Togliere i servizi ai morosi è sempre una questione complicata, e la giurisprudenza a volte ci viene incontro.
Nel 2012 la riforma del condominio, con l’articolo 63 delle Disposizioni di attuazione del codice civile, ha riconosciuto un potere d’intervento all’amministratore. L’amministratore, nel caso in cui un condòmino protragga la sua morosità nel pagamento dei contributi condominiali per oltre sei mesi, può sospendere il moroso dalla fruizione dei servizi comuni suscettibili di godimento separato. Togliere i servizi ai morosi può avvenire anche in mancanza di autorizzazione, diversamente a prima della riforma.
La riforma però non è chiara. In primo luogo non è specificato cosa si intenda per “morosità protrattasi per un semestre”, in secondo luogo trattandosi di facoltà e non di obbligo un’iniziativa così drastica difficilmente viene assecondata dall’amministratore. Di fatto questa scelta così invasiva solitamente viene messa in pratica esclusivamente in seguito alla decisione dell’assemblea che lo autorizzi. In questo caso vengono contattate le ditte d’ausilio che possono isolare l’unità immobiliare interessata dal servizio comune. In alcuni a casi è necessario l’intervento di un legale che chieda ed ottenga l’autorizzazione del Giudice ad intervenire in casa del moroso che si opponga alle operazioni.

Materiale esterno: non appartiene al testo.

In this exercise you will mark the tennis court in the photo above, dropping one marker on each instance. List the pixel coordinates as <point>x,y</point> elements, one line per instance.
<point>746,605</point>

I diversi tribunali italiani si sono comportati in maniera differenti a seconda dei casi. Per esempio il tribunale di Roma – ordinanza del 27 giugno 2014 – ed il tribunale di Modena – ordinanza del 5 giugno 2015 – hanno autorizzato la sospensione dell’acqua corrente al moroso. Per quanto riguarda il Tribunale di Milano (ordinanza del 24 ottobre 2013) invece ha negato la sospensione del riscaldamento al moroso in quanto considerato bene primario costituzionalmente protetto. L’acqua e il calore sono considerati beni primari e quindi fanno parte dell’indivisibilità dei servizi comuni.